Finał "Revolution" był taki, jak cała druga połowa sezonu. Oglądało się to z nosem przy ekranie i bólem zębów. Niestety, będzie też drugi sezon. Spoilery.
"Revolution" jest modelowym przykładem zmarnowanego serialu. Punkt wyjściowy był świetny – świat bez elektryczności zapowiadał się fascynująco. Niestety, za samo pisanie scenariusza najwyraźniej zabrał się ktoś, kto uznał, że skoro ma taki mocny punkt wyjścia, to nie potrzebuje już logiki ani głównego bohatera, który budziłby zainteresowanie.
W "Revolution", mimo wielu drobnych sprzeczności, to właśnie postelektryczny świat był najmocniejszą stroną. Napędzane silnikami parowymi autobusy, auta ciągnięte przez konie czy ładowane przez lufę (z konieczności) karabiny prezentowały się świetnie i budowały wiarygodność świata "Revolution". Również reakcje społeczeństwa na apokalipsę wyglądały wiarygodnie, choć nie odbiegały od znanych schematów zdziczenia, upadku i powolnego odbudowywania władzy centralnej przez lokalnych watażków. O wiele gorzej było z głównymi bohaterami i poprowadzeniem ich wątków.
W finale, niestety, było dużo Charlie (Tracy Spiridakos), która wiecznie postępuje, jak należy i wiecznie giną przez to ludzie. To jest takie… bohaterskie. Od początku serialu ta postać denerwowała wszystkich najbardziej i była najsłabszym punktem. Jakim cudem zakochał się w niej młody Neville (JD Pardo) pozostaje dla mnie zagadką, choć teoria o przyciąganiu podobieństw ma chyba zastosowanie, gdyż JD Pardo gra równie źle, jak Tracy Spiridakos.
Przyznam, że rozwiązanie wątków nie tylko mnie nie zaskoczyło, ale też i nie usatysfakcjonowało. Cliffhanger nie zachęca mnie do oglądania 2. sezonu, a sam pomysł, aby prezydent USA na wychodźstwie przywracał swoją władzę za pomocą zrzucania pocisków nuklearnych na parę stolic zastępujących USA republik jest dziwny. Choć, trzeba przyznać, że tymczasowa siedziba prezydenta jest całkiem niezłym smaczkiem. Niemal równie dobrym, jak lokomotywy czy parobusy.

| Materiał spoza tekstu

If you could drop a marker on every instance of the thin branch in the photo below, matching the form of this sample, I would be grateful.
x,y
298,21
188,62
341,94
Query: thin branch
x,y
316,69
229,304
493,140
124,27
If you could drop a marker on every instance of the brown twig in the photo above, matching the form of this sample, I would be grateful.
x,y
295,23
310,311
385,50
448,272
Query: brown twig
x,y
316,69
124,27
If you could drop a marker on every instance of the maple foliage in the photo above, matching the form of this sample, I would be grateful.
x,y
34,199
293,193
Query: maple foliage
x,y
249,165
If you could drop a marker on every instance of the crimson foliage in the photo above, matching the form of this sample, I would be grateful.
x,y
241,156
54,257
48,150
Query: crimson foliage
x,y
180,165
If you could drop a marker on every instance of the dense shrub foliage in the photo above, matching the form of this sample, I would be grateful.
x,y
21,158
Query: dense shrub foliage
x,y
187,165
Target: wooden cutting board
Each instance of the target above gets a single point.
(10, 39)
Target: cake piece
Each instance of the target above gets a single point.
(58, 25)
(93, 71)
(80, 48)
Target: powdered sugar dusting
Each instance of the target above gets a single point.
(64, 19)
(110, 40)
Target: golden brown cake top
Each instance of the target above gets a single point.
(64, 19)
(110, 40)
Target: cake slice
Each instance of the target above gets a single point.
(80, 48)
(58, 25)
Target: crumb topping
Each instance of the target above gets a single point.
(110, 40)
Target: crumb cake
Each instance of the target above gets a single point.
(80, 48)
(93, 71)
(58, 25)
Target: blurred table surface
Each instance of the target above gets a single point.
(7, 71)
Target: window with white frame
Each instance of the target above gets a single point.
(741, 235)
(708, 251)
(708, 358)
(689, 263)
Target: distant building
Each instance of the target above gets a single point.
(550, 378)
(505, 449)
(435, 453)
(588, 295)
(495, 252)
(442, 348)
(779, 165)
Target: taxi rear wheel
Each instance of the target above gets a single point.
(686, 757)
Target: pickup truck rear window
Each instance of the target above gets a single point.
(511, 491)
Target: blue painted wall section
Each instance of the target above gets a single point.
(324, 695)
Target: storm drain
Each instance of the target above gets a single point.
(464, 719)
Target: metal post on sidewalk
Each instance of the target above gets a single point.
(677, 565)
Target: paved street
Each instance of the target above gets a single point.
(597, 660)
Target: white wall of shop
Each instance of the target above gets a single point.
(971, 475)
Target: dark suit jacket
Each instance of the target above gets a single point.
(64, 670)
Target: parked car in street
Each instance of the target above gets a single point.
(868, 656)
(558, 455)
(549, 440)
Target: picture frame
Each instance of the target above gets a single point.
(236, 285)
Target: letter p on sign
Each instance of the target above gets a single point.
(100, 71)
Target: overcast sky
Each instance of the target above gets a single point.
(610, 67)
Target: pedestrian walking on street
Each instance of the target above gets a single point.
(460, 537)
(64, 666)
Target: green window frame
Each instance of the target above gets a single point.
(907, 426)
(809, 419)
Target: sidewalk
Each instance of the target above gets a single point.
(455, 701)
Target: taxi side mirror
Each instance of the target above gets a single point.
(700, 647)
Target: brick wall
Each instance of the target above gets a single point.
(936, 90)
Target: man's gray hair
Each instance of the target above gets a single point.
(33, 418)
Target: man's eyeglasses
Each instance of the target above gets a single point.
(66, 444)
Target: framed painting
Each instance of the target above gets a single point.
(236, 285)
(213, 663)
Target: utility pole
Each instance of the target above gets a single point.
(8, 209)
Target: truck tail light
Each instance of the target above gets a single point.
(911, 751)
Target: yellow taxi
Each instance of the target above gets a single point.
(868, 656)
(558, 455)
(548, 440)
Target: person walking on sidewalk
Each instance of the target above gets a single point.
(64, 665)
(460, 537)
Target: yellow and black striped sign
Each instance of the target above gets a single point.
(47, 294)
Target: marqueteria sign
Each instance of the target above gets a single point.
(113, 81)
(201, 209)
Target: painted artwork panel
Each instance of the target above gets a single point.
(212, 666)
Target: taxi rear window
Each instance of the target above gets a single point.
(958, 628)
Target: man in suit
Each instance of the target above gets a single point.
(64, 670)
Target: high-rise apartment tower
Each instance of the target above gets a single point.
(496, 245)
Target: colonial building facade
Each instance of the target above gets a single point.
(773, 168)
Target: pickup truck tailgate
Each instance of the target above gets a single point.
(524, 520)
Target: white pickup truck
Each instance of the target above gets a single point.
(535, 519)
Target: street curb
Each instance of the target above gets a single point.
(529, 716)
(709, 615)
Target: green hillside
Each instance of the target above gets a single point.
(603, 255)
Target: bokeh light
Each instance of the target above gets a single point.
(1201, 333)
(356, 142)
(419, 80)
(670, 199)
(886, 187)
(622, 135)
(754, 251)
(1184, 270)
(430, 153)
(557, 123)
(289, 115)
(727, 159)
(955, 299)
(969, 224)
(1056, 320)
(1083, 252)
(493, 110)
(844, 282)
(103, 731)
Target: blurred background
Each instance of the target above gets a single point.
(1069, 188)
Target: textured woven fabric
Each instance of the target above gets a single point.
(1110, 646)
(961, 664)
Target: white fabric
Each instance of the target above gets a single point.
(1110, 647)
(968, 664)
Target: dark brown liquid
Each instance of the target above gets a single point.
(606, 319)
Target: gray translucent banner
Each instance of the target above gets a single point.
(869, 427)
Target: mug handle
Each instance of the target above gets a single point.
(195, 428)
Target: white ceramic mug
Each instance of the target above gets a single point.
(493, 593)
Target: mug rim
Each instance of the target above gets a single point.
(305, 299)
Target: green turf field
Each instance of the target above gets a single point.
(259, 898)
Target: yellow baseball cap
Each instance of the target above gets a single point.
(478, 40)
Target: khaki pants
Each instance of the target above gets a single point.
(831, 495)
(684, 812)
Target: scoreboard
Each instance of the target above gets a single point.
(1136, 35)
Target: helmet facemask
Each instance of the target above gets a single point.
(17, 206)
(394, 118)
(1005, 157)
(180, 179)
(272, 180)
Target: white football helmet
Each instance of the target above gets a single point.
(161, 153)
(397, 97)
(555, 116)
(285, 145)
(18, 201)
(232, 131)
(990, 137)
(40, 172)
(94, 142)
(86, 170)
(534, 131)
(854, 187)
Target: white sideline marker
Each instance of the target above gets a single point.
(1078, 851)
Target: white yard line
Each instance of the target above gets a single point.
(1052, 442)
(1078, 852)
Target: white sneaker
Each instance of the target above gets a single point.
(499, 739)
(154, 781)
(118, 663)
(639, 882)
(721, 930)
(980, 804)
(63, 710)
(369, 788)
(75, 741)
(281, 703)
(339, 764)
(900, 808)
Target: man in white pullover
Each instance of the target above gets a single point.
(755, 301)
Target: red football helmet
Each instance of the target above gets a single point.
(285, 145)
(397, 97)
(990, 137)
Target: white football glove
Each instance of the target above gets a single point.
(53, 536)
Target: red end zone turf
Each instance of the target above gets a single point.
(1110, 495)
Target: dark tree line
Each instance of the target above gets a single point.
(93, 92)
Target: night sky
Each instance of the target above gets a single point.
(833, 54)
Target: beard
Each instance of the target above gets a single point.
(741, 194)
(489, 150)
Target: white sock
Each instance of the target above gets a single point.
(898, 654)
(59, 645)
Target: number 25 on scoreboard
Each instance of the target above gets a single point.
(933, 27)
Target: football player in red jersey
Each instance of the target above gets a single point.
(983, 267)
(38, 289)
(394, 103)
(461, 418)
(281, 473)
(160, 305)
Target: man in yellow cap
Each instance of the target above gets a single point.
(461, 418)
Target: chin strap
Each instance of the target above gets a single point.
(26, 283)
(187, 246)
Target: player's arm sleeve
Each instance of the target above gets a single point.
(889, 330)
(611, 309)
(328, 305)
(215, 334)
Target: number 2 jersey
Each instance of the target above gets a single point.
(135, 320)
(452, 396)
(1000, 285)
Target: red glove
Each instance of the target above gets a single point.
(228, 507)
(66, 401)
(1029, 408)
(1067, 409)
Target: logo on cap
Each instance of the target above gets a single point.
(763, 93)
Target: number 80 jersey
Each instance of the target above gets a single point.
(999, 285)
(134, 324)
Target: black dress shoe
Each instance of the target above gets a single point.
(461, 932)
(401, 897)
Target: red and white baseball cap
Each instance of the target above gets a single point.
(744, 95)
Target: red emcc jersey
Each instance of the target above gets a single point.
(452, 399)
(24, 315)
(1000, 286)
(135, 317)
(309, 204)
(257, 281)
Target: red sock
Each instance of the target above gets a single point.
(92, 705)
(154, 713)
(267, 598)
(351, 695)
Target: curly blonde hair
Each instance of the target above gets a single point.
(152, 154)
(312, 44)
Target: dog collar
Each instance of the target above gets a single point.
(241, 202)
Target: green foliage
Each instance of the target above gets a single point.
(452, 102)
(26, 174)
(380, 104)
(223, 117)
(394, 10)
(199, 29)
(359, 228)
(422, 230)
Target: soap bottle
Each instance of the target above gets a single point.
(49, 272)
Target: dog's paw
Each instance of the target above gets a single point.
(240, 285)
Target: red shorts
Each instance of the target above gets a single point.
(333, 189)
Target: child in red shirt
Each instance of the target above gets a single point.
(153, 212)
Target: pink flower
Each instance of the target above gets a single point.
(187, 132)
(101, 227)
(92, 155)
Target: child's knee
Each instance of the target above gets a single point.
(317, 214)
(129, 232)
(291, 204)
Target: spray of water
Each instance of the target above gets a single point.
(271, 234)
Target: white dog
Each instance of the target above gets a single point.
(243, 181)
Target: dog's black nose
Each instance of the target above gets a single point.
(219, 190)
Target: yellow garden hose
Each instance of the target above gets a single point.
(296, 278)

Jednak doprowadzenie do finału i to, które postacie okazały się przy nim niezbędne, wygląda na mało prawdopodobne. Jeżeli dobrze pomyśleć, to chyba większą mamy szansę, że trafi w nas meteoryt, niż na to, że Aaron (niezły Zak Orth) został celowo odnaleziony przez Mathesonów.
Na szczęście, nie wszystko było w finale (i drugiej połowie sezonu) złe. To, że "Revolution" w ogóle daje się oglądać, to nie tylko zasługa przedstawionego świata, ale i postaci, które najwyraźniej wyszły "przy okazji". Szczególnie największego łajdaka w "Revolution", czyli generała Monroe (David Lyons), którego postać nabrała tragizmu w szekspirowskim wręcz wymiarze. Co więcej – im dalej, tym bardziej kibicuje się jego postaci.
Również postać Milesa Mathesona (Billy Burke) dobrze się wpasowała i, mimo wszelkich nielogiczności, wciąż była wiarygodna. Nawet fakt, że gra on najwyżej trzema minami, zupełnie nie przeszkadza, a wręcz jakoś łagodzi sprzeczności scenariusza.
Zupełnie zmarnowano za to potencjał Elizabeth Mitchell. Szczególnie w drugiej połowie sezonu, jej postać snuje się po ekranie z dwiema minami (tragiczna rozpacz zamienna na tragiczną desperację). Rachel Matheson chwilami jest dla mnie tak wiarygodna, jak cały serial…
Z ulgą przyjąłem koniec "Revolution", a ze smutkiem wiadomość o jego kontynuacji, która nastąpi, gdyż serial dostał zamówienie na 2. sezon. Kiedy jednak porównam "Revolution" z innymi nowościami, które w tym słabym sezonie się pojawiły, to przyznam, że nie jest tak najgorzej. Ale i tak kontynuacja nie powinna mieć miejsca.